It will take perhaps two weeks to fix a track concern causing trains to crawl at pedestrian speeds along the Green Line Extension.
MBTA General Manager Phil Eng, during a meeting of the transportation agency’s board of directors Tuesday morning, said a discrepancy in the width of Green Line tracks could be fixed as soon as mid-November.
“It’s not months, it’s not years to address this,” Eng told the Board.
Last week, Eng revealed that previous MBTA officials discovered but did not publicly disclose a problem with the line’s prefabricated railroad ties, leading to tracks that were out of design specifications and not to national rail standards.

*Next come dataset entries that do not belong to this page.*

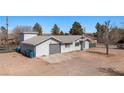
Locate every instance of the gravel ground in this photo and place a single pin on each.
(92, 62)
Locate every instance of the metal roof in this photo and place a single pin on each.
(60, 38)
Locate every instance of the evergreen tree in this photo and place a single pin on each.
(55, 30)
(76, 29)
(37, 28)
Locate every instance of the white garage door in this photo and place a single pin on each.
(86, 44)
(54, 48)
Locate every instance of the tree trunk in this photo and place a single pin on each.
(107, 49)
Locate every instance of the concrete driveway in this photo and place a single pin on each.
(92, 62)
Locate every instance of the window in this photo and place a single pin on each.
(67, 45)
(77, 44)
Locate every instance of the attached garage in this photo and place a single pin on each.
(54, 48)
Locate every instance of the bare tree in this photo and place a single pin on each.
(106, 35)
(19, 29)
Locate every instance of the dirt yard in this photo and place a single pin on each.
(92, 62)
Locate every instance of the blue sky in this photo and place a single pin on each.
(64, 22)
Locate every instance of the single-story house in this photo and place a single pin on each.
(47, 45)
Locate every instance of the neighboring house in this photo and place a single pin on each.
(47, 45)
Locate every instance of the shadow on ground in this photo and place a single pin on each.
(111, 71)
(96, 52)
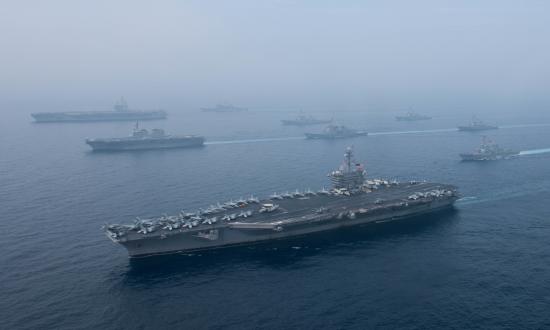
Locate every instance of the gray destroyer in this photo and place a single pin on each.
(412, 116)
(305, 121)
(142, 139)
(120, 112)
(476, 125)
(353, 200)
(224, 108)
(336, 132)
(488, 151)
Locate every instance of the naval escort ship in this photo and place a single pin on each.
(412, 116)
(488, 151)
(120, 112)
(142, 139)
(336, 132)
(353, 200)
(224, 108)
(305, 121)
(476, 125)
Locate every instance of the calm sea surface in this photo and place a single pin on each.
(485, 265)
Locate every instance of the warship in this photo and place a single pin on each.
(488, 151)
(476, 125)
(120, 112)
(336, 132)
(305, 121)
(353, 200)
(412, 116)
(224, 108)
(142, 139)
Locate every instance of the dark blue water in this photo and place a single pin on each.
(485, 265)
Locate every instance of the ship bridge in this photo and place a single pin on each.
(350, 175)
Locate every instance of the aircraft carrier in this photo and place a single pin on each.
(142, 139)
(353, 200)
(120, 112)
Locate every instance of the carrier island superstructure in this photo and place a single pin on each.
(353, 200)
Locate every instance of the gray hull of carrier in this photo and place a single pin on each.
(143, 139)
(352, 201)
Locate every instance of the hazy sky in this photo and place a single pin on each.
(275, 53)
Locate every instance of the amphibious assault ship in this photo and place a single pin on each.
(353, 200)
(476, 125)
(142, 139)
(488, 151)
(224, 108)
(412, 116)
(120, 112)
(336, 132)
(305, 121)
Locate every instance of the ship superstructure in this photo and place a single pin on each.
(488, 150)
(352, 200)
(120, 112)
(142, 139)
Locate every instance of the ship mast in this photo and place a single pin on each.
(348, 176)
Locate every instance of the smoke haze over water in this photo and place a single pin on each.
(437, 56)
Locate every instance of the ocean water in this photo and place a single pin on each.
(484, 265)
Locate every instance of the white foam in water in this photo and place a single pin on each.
(534, 152)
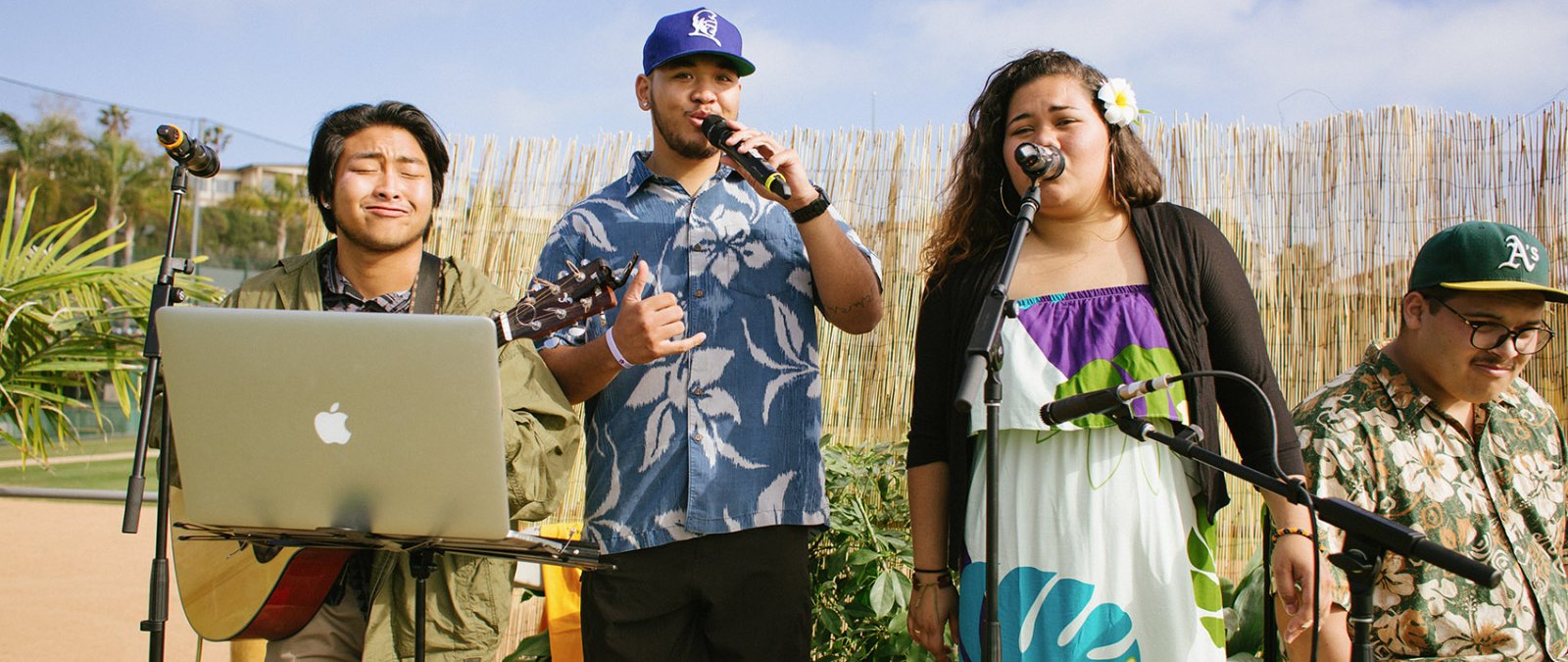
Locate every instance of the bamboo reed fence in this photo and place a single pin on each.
(1324, 215)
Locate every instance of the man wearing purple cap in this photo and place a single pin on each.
(1437, 431)
(703, 395)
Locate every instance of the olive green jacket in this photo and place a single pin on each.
(467, 598)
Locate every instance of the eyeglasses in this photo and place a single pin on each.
(1492, 334)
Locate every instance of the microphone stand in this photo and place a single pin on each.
(984, 364)
(164, 293)
(1368, 535)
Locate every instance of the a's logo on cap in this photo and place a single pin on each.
(1520, 254)
(705, 24)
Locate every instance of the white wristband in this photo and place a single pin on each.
(609, 339)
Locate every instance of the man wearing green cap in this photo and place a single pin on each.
(1437, 431)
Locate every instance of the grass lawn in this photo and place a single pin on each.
(98, 474)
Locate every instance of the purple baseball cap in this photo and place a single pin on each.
(698, 30)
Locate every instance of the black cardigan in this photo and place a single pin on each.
(1201, 298)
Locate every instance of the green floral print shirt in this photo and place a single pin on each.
(1372, 438)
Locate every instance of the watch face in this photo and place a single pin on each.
(814, 209)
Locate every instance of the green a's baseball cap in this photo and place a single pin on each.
(1486, 256)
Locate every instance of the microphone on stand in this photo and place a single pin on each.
(1102, 400)
(1040, 160)
(190, 152)
(718, 132)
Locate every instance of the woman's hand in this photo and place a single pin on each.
(933, 607)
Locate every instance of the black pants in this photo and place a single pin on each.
(729, 596)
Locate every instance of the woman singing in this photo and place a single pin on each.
(1105, 543)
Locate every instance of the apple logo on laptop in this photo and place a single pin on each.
(333, 426)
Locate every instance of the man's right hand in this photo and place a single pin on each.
(650, 329)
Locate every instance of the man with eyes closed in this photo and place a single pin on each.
(375, 173)
(1437, 431)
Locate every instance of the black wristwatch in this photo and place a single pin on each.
(814, 209)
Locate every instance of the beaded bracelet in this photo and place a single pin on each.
(615, 352)
(1293, 531)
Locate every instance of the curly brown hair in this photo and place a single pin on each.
(974, 217)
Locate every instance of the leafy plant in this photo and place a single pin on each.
(1244, 615)
(68, 325)
(861, 564)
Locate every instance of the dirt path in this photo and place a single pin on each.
(73, 587)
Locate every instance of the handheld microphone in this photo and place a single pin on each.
(190, 152)
(718, 132)
(1040, 160)
(1100, 402)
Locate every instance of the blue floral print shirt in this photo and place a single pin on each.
(725, 436)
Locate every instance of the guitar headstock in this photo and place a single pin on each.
(582, 292)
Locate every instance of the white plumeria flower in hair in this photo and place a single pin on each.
(1121, 104)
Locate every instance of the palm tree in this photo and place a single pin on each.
(284, 206)
(122, 178)
(59, 314)
(115, 120)
(39, 151)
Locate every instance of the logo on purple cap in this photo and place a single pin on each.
(705, 24)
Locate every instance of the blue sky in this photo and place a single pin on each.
(566, 70)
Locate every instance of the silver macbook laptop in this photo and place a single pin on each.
(372, 423)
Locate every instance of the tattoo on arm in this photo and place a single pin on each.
(854, 306)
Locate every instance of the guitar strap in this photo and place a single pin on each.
(427, 287)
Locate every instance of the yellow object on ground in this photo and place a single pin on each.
(564, 590)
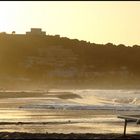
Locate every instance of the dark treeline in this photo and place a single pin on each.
(36, 57)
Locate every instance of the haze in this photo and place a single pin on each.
(95, 21)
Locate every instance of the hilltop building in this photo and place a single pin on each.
(36, 31)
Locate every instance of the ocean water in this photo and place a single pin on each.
(88, 111)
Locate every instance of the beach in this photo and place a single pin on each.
(68, 112)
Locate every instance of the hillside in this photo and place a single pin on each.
(54, 61)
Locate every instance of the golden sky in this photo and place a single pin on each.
(100, 22)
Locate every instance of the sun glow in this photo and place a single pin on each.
(94, 21)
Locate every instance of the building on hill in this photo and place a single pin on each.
(36, 31)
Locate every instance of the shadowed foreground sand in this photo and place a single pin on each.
(17, 135)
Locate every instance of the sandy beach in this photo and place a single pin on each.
(61, 113)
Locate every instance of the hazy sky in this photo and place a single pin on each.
(100, 22)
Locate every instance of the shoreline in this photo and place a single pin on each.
(21, 135)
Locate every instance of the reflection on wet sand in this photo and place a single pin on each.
(27, 109)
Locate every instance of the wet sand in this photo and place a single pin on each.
(99, 123)
(16, 135)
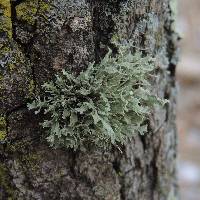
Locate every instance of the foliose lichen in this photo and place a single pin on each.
(103, 106)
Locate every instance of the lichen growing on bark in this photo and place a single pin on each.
(27, 11)
(2, 128)
(5, 18)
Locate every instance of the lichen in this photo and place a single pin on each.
(31, 160)
(28, 10)
(103, 106)
(5, 184)
(5, 19)
(31, 88)
(2, 128)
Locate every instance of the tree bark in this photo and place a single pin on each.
(37, 39)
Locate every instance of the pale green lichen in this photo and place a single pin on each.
(5, 184)
(104, 106)
(173, 4)
(5, 19)
(2, 128)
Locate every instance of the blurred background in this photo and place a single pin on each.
(188, 112)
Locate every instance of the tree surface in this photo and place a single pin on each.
(38, 38)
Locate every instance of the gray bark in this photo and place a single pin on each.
(37, 39)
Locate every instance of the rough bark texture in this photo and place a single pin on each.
(39, 38)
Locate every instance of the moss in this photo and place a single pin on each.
(2, 128)
(5, 21)
(28, 10)
(5, 183)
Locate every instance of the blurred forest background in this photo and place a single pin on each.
(188, 121)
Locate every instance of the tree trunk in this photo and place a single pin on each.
(40, 37)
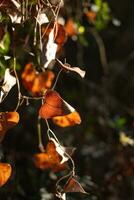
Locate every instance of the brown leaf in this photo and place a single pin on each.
(71, 28)
(73, 185)
(60, 35)
(50, 159)
(35, 82)
(67, 120)
(68, 67)
(54, 106)
(7, 121)
(5, 173)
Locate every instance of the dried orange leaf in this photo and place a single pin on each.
(7, 121)
(59, 33)
(73, 185)
(50, 159)
(54, 106)
(5, 173)
(71, 28)
(51, 49)
(68, 67)
(36, 82)
(60, 150)
(9, 82)
(67, 120)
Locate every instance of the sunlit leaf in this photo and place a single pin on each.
(5, 173)
(67, 120)
(35, 82)
(126, 140)
(5, 43)
(7, 121)
(51, 159)
(71, 28)
(9, 82)
(68, 67)
(54, 106)
(42, 18)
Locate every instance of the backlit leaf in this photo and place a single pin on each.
(7, 121)
(68, 67)
(54, 106)
(9, 82)
(35, 82)
(67, 120)
(51, 159)
(5, 173)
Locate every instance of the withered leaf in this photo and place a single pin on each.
(54, 106)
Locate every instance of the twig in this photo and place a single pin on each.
(103, 57)
(40, 143)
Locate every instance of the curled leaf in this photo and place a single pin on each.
(73, 185)
(54, 36)
(68, 67)
(7, 121)
(42, 18)
(9, 82)
(126, 140)
(60, 150)
(71, 28)
(54, 106)
(51, 159)
(67, 120)
(5, 173)
(36, 82)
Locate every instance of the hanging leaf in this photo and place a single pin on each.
(51, 49)
(68, 67)
(42, 18)
(35, 82)
(71, 28)
(51, 159)
(5, 173)
(67, 120)
(54, 106)
(9, 82)
(59, 33)
(73, 185)
(54, 36)
(5, 43)
(60, 150)
(7, 121)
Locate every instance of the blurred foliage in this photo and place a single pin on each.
(105, 101)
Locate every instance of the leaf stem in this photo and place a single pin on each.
(40, 144)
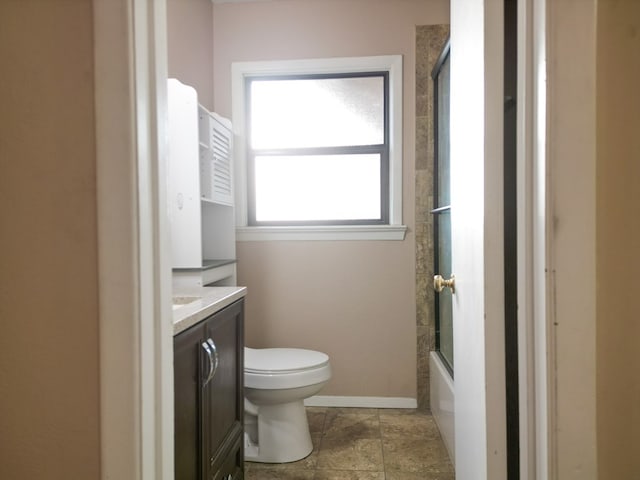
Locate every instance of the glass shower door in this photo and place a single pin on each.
(442, 210)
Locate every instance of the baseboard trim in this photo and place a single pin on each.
(360, 402)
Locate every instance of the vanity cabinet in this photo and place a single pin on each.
(209, 400)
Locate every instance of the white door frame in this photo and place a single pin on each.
(136, 368)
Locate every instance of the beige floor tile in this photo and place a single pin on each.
(420, 476)
(307, 463)
(348, 475)
(341, 410)
(419, 426)
(351, 425)
(414, 455)
(278, 474)
(316, 421)
(352, 454)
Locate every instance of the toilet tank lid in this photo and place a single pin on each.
(282, 360)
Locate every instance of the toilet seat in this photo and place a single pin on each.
(280, 368)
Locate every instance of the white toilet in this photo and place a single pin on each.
(276, 381)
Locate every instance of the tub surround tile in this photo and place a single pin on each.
(429, 42)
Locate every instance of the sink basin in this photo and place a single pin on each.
(181, 301)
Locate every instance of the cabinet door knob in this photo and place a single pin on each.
(216, 359)
(207, 348)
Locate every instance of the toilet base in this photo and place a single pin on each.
(282, 434)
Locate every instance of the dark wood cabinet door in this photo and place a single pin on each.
(209, 408)
(223, 398)
(187, 371)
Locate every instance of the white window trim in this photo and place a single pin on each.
(395, 230)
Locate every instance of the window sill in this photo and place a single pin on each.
(337, 232)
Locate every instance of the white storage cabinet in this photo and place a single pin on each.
(200, 190)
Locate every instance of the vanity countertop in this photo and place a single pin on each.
(195, 304)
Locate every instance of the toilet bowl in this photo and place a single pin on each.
(276, 382)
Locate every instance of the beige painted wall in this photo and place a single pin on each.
(49, 373)
(190, 45)
(618, 239)
(353, 300)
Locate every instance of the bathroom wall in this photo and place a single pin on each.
(354, 300)
(190, 45)
(618, 239)
(49, 372)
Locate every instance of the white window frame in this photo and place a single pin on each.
(395, 230)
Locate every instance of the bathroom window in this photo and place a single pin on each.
(319, 146)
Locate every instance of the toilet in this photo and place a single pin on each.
(276, 382)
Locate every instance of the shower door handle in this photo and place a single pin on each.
(440, 283)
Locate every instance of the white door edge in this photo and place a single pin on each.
(136, 379)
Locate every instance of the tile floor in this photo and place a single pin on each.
(365, 444)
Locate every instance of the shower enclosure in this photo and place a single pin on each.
(442, 209)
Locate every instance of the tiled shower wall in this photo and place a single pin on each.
(429, 42)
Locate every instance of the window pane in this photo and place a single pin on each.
(317, 187)
(324, 112)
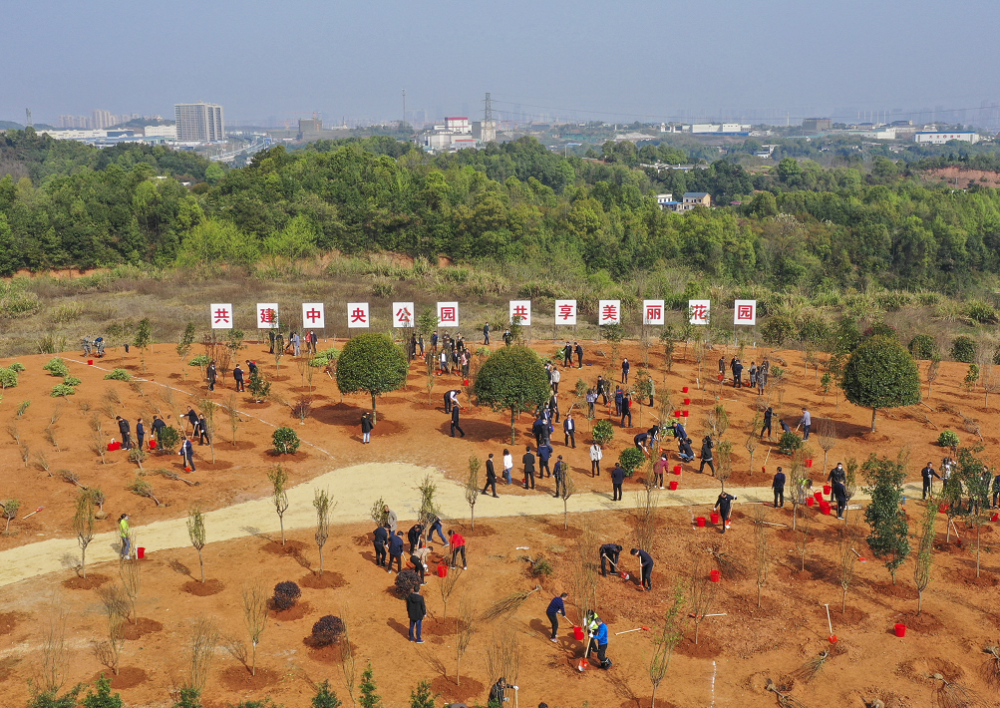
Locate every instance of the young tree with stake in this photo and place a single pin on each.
(321, 502)
(279, 495)
(666, 640)
(472, 488)
(196, 532)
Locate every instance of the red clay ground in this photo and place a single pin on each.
(748, 645)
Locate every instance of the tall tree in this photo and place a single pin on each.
(513, 379)
(881, 373)
(373, 363)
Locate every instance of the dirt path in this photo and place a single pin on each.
(354, 489)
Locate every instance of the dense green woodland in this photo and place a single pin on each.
(800, 226)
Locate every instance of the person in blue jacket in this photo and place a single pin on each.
(601, 639)
(556, 607)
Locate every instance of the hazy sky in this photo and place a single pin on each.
(619, 60)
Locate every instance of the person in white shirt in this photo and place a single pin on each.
(508, 465)
(596, 454)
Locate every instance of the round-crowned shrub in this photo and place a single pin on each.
(630, 459)
(963, 349)
(407, 582)
(327, 630)
(923, 346)
(286, 594)
(286, 442)
(789, 443)
(948, 438)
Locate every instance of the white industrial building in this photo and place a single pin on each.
(944, 137)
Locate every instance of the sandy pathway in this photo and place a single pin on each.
(354, 489)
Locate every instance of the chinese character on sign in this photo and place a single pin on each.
(699, 311)
(745, 312)
(608, 311)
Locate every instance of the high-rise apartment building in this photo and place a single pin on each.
(199, 122)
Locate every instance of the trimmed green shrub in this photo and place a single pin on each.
(286, 442)
(57, 367)
(630, 459)
(789, 443)
(963, 349)
(923, 346)
(948, 438)
(8, 378)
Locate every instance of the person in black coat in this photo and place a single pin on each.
(778, 485)
(491, 476)
(381, 539)
(455, 421)
(725, 506)
(645, 568)
(609, 554)
(529, 468)
(840, 495)
(416, 609)
(706, 456)
(569, 429)
(617, 479)
(413, 536)
(768, 414)
(396, 551)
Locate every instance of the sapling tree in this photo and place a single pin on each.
(255, 617)
(925, 550)
(762, 547)
(84, 524)
(323, 506)
(472, 488)
(196, 532)
(466, 630)
(889, 529)
(667, 639)
(279, 495)
(8, 510)
(847, 558)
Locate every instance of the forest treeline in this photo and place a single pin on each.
(798, 227)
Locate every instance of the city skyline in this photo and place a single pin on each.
(560, 60)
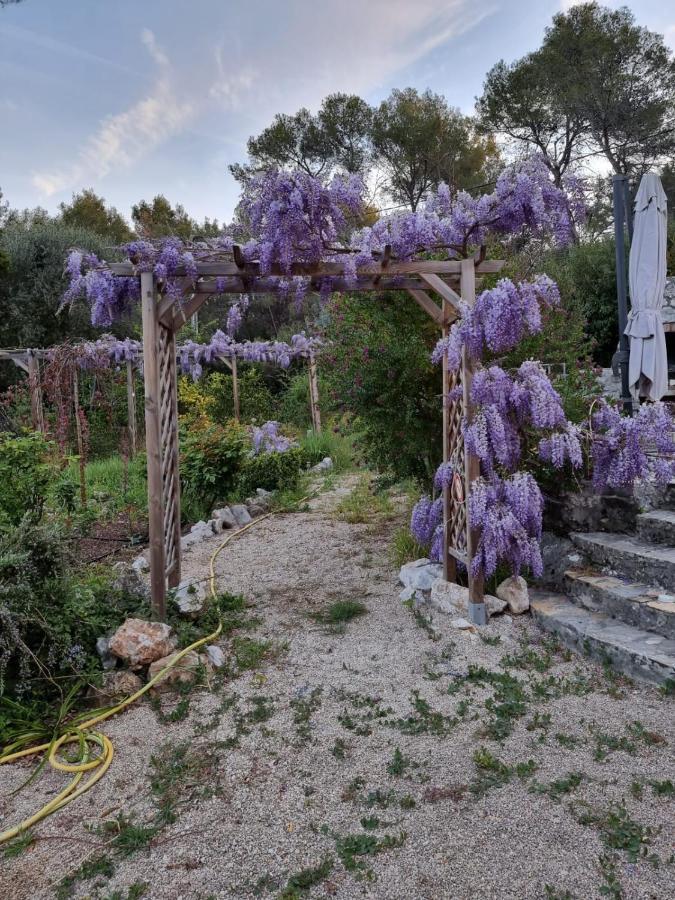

“We did a deeper dive into the project to understand why a project that was recently opened, new construction, resulted in conditions that were unacceptable,” he said. “What we identified was that we had tight gauges across significant portions of the GLX project.”
According to Eng, about half of the track along the Union branch of the Green Line Extension and 80% of the Medford-Tufts branch are outside of the industry rail gauge standard — sometimes called the Stephenson gauge — of 56-and-a-half inches. Parts of the track are between an eighth and a three-eighths of an inch too narrow, Eng said, despite the contract calling for no more than a sixteenth of an inch tolerance.
“That does not mean it was unsafe to run trains,” the GM said.
Under a proposed corrective action plan offered by the construction conglomerate that installed the tracks, GLX Constructors, work could begin as soon as next month and would occur overnight, from 9 p.m. to 5 a.m.
Eng said the company’s proposal, which MBTA officials are still reviewing, calls for “10 to 14 nights of work” starting on November 1 to “address and regauge all of the track that needs to be done along both branches.”
To fix the problem, Eng told the board, the pre-installed plates connecting the metal train track to the wooden rail ties will need to be unbolted, the bolt holes filled and re-drilled, and the plates and track reconnected. The procedure is not entirely uncommon in the rail industry, Eng said, and his staff is focused on making sure the solution won’t result in future frustrations.
GLX Constructors — an entity made up of Fluor Enterprises Inc., The Middlesex Corporation, Herzog Contracting Corp. and Balfour Beatty Infrastructure, Inc. — will have to foot the bill for fixing the track problem, according to the GM.
The roughly $2.3 billion Green Line Extension project was completed at the end of last year, with a new branch that starts in Medford at the Tufts/College Avenue station and adds four stops in Somerville. A smaller branch opened in March 2022, adding service at the Union Square station in Somerville.